As system-level ASICs integrate more of the electronic components of a system, they are also having to pick up some responsibilities for board test and system test as well. As Teradyne engineer Amit Verma pointed out in a session at Semicon recently, increasing integration means decreasing access at the board level, and eventually SoC designers will have to help out.
There are two basic mechanisms for this problem. First, with increasing integration, more and more of the nodes that test engineers need either to control or observe are actually on the IC, and hence not directly available after packaging. This is the more familiar part of the problem and is slowly being addressed by increased efforts in design-for-test. But even now, DFT discussions almost always center on the chip test issues, not on the needs of the board or system test folks. So, key problems can remain, even after a good job of chip-level DFT.

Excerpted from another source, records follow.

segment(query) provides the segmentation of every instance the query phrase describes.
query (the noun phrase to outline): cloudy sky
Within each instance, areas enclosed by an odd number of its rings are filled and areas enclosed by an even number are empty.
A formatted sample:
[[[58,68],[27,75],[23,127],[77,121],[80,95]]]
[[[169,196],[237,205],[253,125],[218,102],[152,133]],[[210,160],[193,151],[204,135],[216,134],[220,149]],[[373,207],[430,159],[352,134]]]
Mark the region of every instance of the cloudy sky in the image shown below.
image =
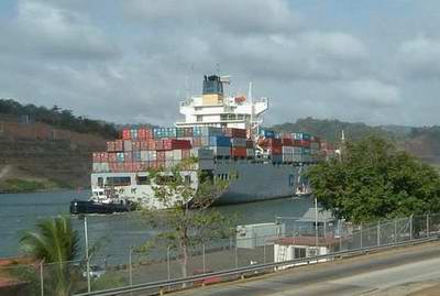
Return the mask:
[[[440,124],[438,0],[1,0],[0,97],[170,125],[204,74],[301,117]]]

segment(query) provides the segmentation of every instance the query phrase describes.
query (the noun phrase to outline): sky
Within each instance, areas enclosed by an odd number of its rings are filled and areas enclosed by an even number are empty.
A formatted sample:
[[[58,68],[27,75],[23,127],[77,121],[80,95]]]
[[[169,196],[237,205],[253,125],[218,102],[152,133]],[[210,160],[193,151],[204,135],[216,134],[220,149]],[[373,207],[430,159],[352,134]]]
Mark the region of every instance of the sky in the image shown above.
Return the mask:
[[[0,98],[172,125],[204,75],[298,118],[440,124],[438,0],[2,0]]]

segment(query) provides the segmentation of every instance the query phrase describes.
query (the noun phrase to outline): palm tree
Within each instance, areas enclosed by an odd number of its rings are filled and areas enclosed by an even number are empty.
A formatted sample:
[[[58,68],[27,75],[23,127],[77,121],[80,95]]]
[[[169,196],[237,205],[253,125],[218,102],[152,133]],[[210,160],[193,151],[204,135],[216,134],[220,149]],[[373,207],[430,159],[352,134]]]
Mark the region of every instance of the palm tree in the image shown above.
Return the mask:
[[[54,295],[69,295],[72,288],[68,261],[78,255],[78,233],[68,217],[41,220],[36,230],[28,231],[20,240],[23,251],[50,265],[51,281],[46,288]],[[46,268],[47,270],[47,268]],[[53,276],[53,277],[52,277]]]

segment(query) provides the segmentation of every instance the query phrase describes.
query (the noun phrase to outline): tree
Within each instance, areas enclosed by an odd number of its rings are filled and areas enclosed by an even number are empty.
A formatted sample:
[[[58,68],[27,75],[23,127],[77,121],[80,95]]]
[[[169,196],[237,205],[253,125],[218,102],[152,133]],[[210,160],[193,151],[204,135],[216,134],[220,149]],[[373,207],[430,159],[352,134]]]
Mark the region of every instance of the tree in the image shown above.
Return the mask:
[[[377,136],[348,142],[341,158],[306,174],[314,195],[338,218],[367,222],[440,211],[436,169]]]
[[[73,229],[70,219],[57,217],[44,219],[36,224],[35,231],[28,231],[20,240],[24,252],[44,263],[54,263],[46,288],[53,295],[70,295],[72,281],[67,262],[78,255],[78,233]]]
[[[144,217],[161,230],[150,243],[165,245],[180,253],[182,276],[188,275],[190,248],[215,238],[231,234],[233,218],[226,217],[213,208],[213,201],[228,188],[229,182],[199,173],[199,185],[194,188],[180,169],[196,160],[184,161],[168,172],[151,172],[154,196],[166,209],[148,208]]]

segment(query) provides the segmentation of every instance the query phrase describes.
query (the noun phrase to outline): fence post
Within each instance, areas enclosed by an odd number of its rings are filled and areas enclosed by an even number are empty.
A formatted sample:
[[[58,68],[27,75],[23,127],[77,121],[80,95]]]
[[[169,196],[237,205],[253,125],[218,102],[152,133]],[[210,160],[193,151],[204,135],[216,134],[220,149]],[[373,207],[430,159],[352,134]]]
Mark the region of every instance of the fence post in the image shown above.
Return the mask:
[[[202,254],[202,262],[204,262],[204,273],[206,273],[206,256],[205,256],[205,242],[204,242],[204,244],[201,245],[201,254]]]
[[[172,271],[170,271],[170,262],[169,262],[169,245],[166,248],[166,272],[168,275],[168,281],[172,279]]]
[[[266,263],[266,238],[264,238],[263,244],[263,263]]]
[[[338,221],[338,228],[339,228],[339,251],[342,251],[342,223],[341,219]]]
[[[360,229],[361,229],[360,232],[361,232],[361,249],[362,249],[363,248],[363,241],[362,241],[363,240],[363,238],[362,238],[363,237],[363,228],[362,228],[362,223],[360,226]]]
[[[381,220],[377,221],[377,246],[381,246]]]
[[[129,252],[129,282],[130,282],[130,286],[133,285],[133,271],[131,270],[132,268],[132,263],[131,263],[132,253],[133,253],[133,246],[130,245],[130,252]]]
[[[409,216],[409,241],[413,240],[413,215]]]
[[[239,249],[237,248],[237,243],[235,243],[235,252],[234,252],[234,256],[235,256],[235,268],[239,267]]]
[[[44,260],[42,260],[42,261],[40,262],[40,289],[41,289],[41,296],[44,296],[43,263],[44,263]]]

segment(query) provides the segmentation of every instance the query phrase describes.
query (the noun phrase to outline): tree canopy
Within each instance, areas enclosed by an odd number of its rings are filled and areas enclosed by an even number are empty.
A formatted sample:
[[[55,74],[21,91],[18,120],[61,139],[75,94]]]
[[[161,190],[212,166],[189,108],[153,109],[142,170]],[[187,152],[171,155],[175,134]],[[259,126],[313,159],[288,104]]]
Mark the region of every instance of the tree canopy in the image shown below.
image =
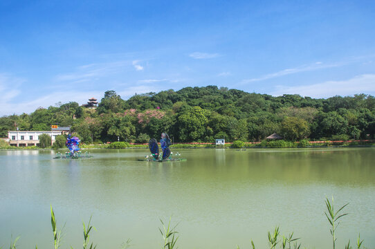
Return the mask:
[[[96,110],[71,102],[30,114],[0,118],[0,136],[8,130],[71,126],[82,142],[144,142],[165,131],[175,142],[259,141],[277,133],[290,140],[344,136],[372,138],[375,98],[365,94],[314,99],[273,97],[216,86],[136,94],[123,100],[107,91]]]

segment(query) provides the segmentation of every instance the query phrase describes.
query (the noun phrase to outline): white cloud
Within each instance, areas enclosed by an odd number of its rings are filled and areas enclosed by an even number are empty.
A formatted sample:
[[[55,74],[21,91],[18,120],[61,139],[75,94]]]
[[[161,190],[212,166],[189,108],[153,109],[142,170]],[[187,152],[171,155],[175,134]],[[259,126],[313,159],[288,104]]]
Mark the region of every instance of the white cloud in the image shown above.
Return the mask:
[[[134,66],[136,71],[143,71],[143,66],[140,66],[138,62],[139,61],[138,60],[133,61],[133,66]]]
[[[170,79],[146,79],[146,80],[138,80],[139,83],[155,83],[155,82],[172,82],[172,83],[176,83],[176,82],[181,82],[181,81],[183,81],[183,80],[180,79],[176,79],[176,80],[170,80]]]
[[[216,58],[221,55],[218,53],[194,52],[190,54],[189,56],[194,59],[211,59]]]
[[[154,82],[165,82],[165,81],[169,81],[167,79],[147,79],[147,80],[138,80],[138,82],[140,83],[154,83]]]
[[[302,65],[302,66],[298,66],[293,68],[284,69],[276,73],[269,73],[269,74],[264,75],[263,76],[256,77],[256,78],[244,80],[240,83],[241,84],[251,83],[251,82],[279,77],[282,77],[282,76],[284,76],[287,75],[301,73],[301,72],[307,72],[307,71],[315,71],[315,70],[319,70],[319,69],[340,66],[343,64],[344,64],[343,63],[334,63],[334,64],[323,64],[322,62],[315,62],[309,65]]]
[[[222,73],[220,73],[219,74],[217,75],[217,76],[229,76],[229,75],[231,75],[232,73],[230,73],[230,72],[222,72]]]
[[[278,86],[273,95],[300,94],[312,98],[329,98],[336,95],[353,95],[356,93],[374,94],[375,74],[365,74],[341,81],[327,81],[307,86]]]
[[[123,71],[127,66],[129,66],[129,62],[93,63],[78,66],[74,73],[57,75],[55,80],[57,81],[70,81],[75,83],[92,81],[102,77],[119,73]]]
[[[103,95],[102,91],[75,91],[74,94],[67,95],[66,92],[56,91],[32,100],[21,101],[21,99],[15,99],[13,96],[9,99],[10,101],[0,101],[2,108],[0,109],[0,116],[12,115],[13,113],[21,114],[23,113],[30,113],[39,107],[48,108],[54,106],[55,104],[61,102],[66,103],[70,101],[78,102],[80,104],[86,103],[91,97],[100,99]]]

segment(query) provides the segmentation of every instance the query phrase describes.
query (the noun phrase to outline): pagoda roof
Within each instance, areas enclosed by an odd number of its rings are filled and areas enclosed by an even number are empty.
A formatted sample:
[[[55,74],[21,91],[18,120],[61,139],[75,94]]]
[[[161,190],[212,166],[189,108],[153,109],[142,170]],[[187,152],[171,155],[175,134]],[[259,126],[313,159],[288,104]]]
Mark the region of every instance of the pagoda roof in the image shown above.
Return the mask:
[[[273,133],[266,138],[266,139],[282,139],[282,137],[277,133]]]

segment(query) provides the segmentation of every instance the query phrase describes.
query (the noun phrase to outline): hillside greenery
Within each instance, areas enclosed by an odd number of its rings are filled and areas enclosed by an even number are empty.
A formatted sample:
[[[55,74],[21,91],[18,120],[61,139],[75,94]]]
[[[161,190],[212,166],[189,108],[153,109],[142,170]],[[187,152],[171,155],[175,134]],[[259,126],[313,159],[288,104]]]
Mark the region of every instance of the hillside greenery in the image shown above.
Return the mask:
[[[96,110],[71,102],[30,114],[0,118],[8,130],[51,130],[71,126],[85,143],[144,142],[166,131],[176,142],[261,141],[277,133],[284,140],[372,139],[375,98],[365,94],[314,99],[273,97],[215,86],[136,94],[125,100],[107,91]]]

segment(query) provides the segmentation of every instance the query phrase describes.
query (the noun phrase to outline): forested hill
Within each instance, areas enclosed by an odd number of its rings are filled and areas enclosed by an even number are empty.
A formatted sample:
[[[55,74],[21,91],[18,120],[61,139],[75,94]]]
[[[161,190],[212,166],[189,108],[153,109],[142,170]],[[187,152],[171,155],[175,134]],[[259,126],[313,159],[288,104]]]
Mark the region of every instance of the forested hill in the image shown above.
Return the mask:
[[[88,96],[91,97],[91,96]],[[122,100],[105,92],[96,110],[68,102],[30,114],[0,118],[0,136],[8,130],[50,130],[71,126],[85,142],[145,142],[166,131],[174,141],[259,141],[274,132],[291,140],[304,138],[372,138],[375,98],[365,94],[313,99],[273,97],[215,86],[135,95]]]

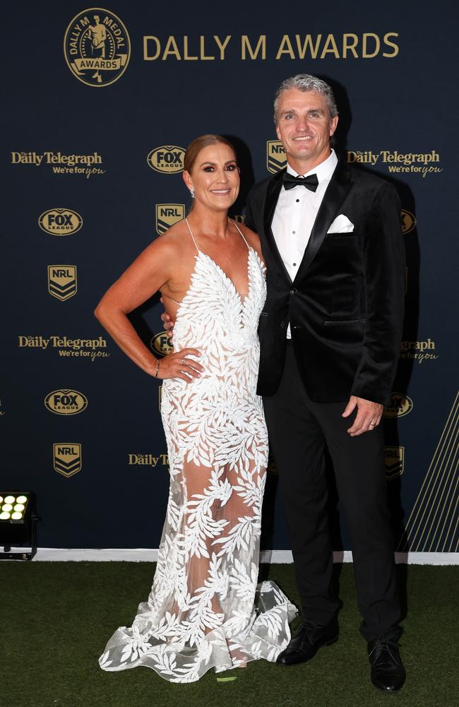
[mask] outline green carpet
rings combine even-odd
[[[458,567],[399,566],[407,617],[401,640],[407,679],[397,694],[371,684],[358,633],[352,565],[339,578],[343,607],[337,643],[309,663],[266,661],[197,683],[170,684],[145,667],[106,673],[97,665],[113,631],[130,625],[147,599],[147,563],[0,564],[1,707],[453,707],[458,704]],[[340,570],[337,568],[337,571]],[[291,565],[263,567],[297,603]]]

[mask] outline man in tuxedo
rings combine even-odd
[[[283,81],[275,121],[287,168],[254,185],[246,209],[267,265],[258,392],[304,616],[278,662],[308,660],[338,636],[326,446],[351,537],[371,680],[393,691],[405,670],[380,423],[402,332],[400,207],[390,184],[338,159],[330,146],[338,120],[325,82],[307,74]]]

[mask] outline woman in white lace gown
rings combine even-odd
[[[206,135],[189,146],[188,219],[142,253],[96,316],[146,373],[164,379],[170,491],[148,602],[118,629],[105,670],[137,665],[172,682],[275,661],[296,613],[272,582],[257,587],[268,436],[256,395],[266,289],[258,237],[228,219],[239,192],[234,151]],[[174,349],[157,360],[126,315],[161,291]]]

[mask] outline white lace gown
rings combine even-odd
[[[204,373],[189,383],[164,381],[170,491],[153,585],[132,626],[115,631],[99,661],[104,670],[145,665],[171,682],[193,682],[211,667],[275,661],[296,614],[274,583],[257,586],[268,461],[256,392],[263,267],[247,244],[242,300],[193,240],[196,265],[174,349],[200,351]]]

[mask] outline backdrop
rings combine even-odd
[[[161,389],[93,312],[183,217],[184,150],[198,135],[233,140],[243,218],[251,184],[284,163],[275,89],[306,72],[335,90],[342,158],[402,200],[407,317],[385,421],[396,544],[458,549],[453,12],[442,0],[4,9],[0,491],[36,493],[40,545],[157,547],[169,484]],[[161,312],[153,299],[132,320],[165,354]],[[276,486],[273,469],[265,549],[290,547]],[[348,548],[334,527],[335,547]]]

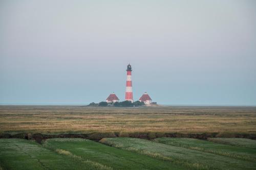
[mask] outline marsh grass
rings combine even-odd
[[[45,141],[43,145],[59,154],[73,157],[78,163],[79,161],[89,160],[90,162],[99,163],[114,169],[187,169],[182,166],[169,162],[88,139],[49,139]],[[121,147],[121,145],[117,144],[116,147]]]
[[[161,133],[255,134],[255,107],[0,106],[0,133],[144,132],[154,138]]]
[[[104,138],[102,143],[197,169],[254,169],[256,164],[138,138]],[[203,159],[202,159],[203,158]]]
[[[57,149],[55,150],[55,152],[59,154],[67,155],[72,158],[76,161],[79,162],[79,163],[86,164],[87,166],[88,164],[92,166],[95,169],[100,169],[100,170],[112,170],[113,168],[111,167],[109,167],[104,165],[102,165],[98,162],[96,162],[94,161],[92,161],[89,159],[84,160],[81,157],[72,154],[69,151],[65,151],[62,149]]]
[[[216,143],[256,149],[256,140],[237,138],[209,138],[208,140]]]
[[[243,139],[242,139],[243,140]],[[208,141],[186,138],[163,137],[155,139],[154,141],[231,158],[253,162],[256,161],[256,151],[246,148],[229,146]]]

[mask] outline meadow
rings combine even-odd
[[[255,169],[255,120],[249,107],[1,106],[0,169]]]
[[[2,133],[217,133],[232,137],[255,134],[255,126],[256,107],[250,107],[0,106]]]

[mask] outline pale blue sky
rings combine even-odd
[[[0,104],[256,105],[256,1],[0,0]]]

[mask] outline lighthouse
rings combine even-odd
[[[133,88],[132,84],[132,66],[128,64],[127,66],[126,87],[125,90],[125,101],[133,103]]]

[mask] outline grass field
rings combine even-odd
[[[100,142],[199,169],[255,169],[256,163],[212,153],[132,138],[103,138]]]
[[[250,140],[250,139],[248,139]],[[256,150],[216,143],[210,141],[186,138],[159,138],[155,141],[174,146],[213,153],[231,158],[256,162]],[[233,139],[233,140],[235,140]],[[250,140],[256,143],[256,141]]]
[[[234,146],[245,147],[256,149],[256,140],[249,139],[236,138],[209,138],[209,141]]]
[[[184,167],[135,153],[77,138],[47,139],[43,145],[67,152],[81,160],[90,160],[113,169],[186,169]]]
[[[255,127],[252,107],[1,106],[0,137],[42,144],[0,139],[0,170],[255,169],[255,140],[222,137]]]
[[[91,162],[77,163],[35,142],[19,139],[0,139],[0,162],[7,169],[95,169]]]
[[[256,133],[256,107],[1,106],[0,133]]]

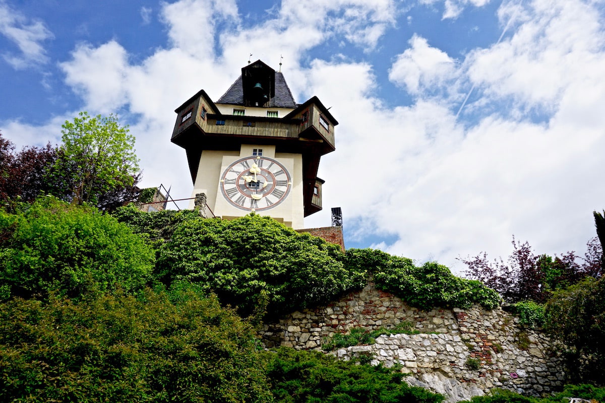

The second part of the problem is that with higher integration comes higher pin count, and with that come fine-pitch ball grid array packages, dense multilayer circuit boards and, not incidentally, more lightly loaded, lightly driven signal lines running at lower voltages and higher frequencies. This trend is making it difficult for test engineers to get at even signals that are external to the IC. And even if the signals are sort-of accessible, they are often nearly impossible to probe with anything short of a Star Trek Tricorder.
As a result, there is more and more talk about a radical idea: including not just scan or DFT circuitry on the SoC die, but in effect whole pieces of test equipment. These functional blocks can be developed as intellectual property and dropped into an SoC design in a strategic spot to give test engineers control and observability of key nodes. The nodes can be on the die or, increasingly, on the board but accessible only to the SoC.
Not surprisingly, the movement is starting in the digital domain, beginning as an evolution from ubiquitous on-chip CPU debug facilities. ARC Cores, for one, last year found that some customers were willing to pay a noticeable price in die area to pack a sophisticated logic analyzer into their chips.
Don't be surprised if the trend spreads to mixed-signal devices, such as signal generators, scopes and time-domain reflectometers. From there, with increasing integration, it could move to RF instruments and full network analyzers on the chip.